PHOTO: An oil pumpjack placed in front of the US Dollar bill. Getty Images
Upward pressure:
Optimistic market sentiments after the US Federal Reserve's (Fed) decision to keep current interest rates unchanged have supported Brent futures today.
“The Fed’s decision to keep interest rate hikes on pause for a second consecutive time has bolstered economic sentiment and supported commodity prices, including energy,” said two analysts from ING Bank.
Meanwhile, growing tensions in the Middle East coupled with disruptions caused by the Russian invasion of Ukraine could put oil markets into “uncharted waters,” World Bank’s latest Commodity Markets Outlook Report stated.

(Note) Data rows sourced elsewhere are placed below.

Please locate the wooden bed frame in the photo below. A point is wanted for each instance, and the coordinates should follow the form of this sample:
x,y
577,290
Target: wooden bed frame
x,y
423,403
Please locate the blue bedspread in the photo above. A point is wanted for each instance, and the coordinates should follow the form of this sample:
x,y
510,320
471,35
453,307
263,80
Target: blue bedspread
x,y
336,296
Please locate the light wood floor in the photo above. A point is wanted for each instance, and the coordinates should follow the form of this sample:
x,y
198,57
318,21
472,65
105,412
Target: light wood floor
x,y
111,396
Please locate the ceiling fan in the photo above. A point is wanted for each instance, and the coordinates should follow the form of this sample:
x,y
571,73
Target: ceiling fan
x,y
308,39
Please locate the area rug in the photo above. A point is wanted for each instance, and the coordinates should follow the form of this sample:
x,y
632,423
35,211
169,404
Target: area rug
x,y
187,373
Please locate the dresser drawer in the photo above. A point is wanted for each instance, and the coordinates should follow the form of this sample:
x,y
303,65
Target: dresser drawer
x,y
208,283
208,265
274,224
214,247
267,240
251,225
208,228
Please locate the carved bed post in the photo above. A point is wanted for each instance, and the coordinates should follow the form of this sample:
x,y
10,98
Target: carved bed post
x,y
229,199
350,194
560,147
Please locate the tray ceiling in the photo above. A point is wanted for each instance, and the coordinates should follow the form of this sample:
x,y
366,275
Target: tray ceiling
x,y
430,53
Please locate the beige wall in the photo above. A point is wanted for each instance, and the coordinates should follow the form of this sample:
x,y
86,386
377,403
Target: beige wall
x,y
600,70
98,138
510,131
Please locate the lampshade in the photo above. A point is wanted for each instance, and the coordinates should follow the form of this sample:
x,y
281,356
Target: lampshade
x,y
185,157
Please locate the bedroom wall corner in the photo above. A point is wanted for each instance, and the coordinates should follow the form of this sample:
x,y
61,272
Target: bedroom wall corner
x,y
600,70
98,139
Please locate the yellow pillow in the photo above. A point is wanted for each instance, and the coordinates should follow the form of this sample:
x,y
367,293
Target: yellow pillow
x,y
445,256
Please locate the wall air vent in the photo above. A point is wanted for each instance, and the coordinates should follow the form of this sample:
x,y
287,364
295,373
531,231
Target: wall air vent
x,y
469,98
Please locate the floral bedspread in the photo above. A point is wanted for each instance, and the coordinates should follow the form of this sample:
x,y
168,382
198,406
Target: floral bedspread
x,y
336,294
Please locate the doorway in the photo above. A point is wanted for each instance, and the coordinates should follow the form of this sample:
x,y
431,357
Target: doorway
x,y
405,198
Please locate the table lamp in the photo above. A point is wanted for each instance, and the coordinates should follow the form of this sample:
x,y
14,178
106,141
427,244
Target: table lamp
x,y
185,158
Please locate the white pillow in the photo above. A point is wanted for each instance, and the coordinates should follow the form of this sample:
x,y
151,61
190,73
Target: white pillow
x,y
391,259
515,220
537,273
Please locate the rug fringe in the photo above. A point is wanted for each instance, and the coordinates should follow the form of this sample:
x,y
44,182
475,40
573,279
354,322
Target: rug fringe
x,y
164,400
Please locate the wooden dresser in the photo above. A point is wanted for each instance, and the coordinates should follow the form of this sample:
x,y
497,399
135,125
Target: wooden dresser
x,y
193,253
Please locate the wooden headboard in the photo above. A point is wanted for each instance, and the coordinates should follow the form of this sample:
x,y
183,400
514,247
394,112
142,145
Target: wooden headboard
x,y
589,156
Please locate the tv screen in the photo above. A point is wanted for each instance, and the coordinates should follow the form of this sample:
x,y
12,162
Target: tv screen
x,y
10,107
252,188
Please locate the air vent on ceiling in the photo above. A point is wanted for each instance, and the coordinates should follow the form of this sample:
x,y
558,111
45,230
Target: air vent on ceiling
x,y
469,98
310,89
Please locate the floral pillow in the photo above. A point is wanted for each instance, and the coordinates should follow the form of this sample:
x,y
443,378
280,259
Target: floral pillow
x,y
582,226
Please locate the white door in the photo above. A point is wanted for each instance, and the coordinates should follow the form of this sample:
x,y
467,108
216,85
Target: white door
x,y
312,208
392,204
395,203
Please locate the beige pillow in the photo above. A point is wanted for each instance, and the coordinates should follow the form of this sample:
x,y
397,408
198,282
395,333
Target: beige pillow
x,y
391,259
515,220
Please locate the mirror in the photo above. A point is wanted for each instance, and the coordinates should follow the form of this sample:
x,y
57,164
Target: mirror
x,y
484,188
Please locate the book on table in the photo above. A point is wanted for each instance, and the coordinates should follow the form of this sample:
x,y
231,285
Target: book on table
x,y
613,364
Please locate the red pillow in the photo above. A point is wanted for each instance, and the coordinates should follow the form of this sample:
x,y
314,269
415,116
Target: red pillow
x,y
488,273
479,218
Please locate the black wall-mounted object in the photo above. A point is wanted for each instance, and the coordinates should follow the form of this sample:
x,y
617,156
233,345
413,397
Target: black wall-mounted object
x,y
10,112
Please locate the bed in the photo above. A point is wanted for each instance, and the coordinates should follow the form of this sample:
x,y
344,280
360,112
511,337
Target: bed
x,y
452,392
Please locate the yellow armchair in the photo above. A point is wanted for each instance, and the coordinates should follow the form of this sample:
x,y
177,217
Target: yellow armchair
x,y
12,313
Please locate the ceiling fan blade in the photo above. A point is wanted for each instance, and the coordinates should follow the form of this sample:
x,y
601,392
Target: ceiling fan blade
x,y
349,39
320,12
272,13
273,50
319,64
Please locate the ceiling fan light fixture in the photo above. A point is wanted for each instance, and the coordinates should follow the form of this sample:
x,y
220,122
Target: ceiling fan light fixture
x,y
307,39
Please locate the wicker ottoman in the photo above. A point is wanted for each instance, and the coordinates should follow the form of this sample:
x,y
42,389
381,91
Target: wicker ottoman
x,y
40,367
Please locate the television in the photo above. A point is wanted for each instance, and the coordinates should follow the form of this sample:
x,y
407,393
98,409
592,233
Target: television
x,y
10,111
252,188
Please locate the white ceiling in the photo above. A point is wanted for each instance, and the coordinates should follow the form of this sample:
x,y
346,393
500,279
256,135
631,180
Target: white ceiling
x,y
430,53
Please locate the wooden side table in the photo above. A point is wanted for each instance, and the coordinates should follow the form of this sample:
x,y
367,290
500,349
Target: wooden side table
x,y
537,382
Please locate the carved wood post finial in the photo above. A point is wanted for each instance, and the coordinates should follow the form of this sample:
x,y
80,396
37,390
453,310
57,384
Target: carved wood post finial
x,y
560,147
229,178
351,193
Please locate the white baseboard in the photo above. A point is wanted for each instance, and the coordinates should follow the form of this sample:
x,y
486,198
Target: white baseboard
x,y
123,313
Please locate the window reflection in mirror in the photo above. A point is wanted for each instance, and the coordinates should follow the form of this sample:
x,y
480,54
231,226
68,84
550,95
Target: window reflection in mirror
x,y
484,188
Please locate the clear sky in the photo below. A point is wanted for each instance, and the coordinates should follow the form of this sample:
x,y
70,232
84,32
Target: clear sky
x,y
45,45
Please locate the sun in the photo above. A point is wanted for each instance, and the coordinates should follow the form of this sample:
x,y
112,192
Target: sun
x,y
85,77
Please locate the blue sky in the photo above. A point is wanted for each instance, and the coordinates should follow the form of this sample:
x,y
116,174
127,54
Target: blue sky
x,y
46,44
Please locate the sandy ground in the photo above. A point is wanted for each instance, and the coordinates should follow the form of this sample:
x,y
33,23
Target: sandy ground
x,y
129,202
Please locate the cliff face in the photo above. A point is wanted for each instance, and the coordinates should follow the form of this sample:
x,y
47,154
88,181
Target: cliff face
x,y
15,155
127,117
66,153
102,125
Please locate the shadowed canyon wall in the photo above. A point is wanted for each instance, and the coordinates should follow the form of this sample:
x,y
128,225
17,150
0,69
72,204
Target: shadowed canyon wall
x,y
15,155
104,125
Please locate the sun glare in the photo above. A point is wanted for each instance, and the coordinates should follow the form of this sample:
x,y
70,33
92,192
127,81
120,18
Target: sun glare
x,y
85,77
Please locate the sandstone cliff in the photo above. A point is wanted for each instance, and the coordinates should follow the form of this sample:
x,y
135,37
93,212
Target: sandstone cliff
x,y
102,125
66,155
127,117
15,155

Global oil supply could be reduced by 6 million b/d to 8 million b/d if the conflict causes “large disruptions”, the bank said. “That would drive prices up by 56% to 75% initially—to between $140 and $157 a barrel,” it added.
“The global oil market is still extremely tight, and we don’t have any room for any disruptions of supply,” said Price Futures Group’s senior market analyst Phil Flynn. “The [oil] market awaits more headlines on the progress of the Israeli invasion of Gaza,” he further added.
Downward pressure:
Brent futures felt some downward pressure today due to weak demand projections from China.
China’s purchasing managers’ index (PMI) declined to 49.5 in October from 50.2 in the previous month, data from China’s National Bureau of Statistics (NBS) showed earlier this week. A reading below 50 indicates contraction.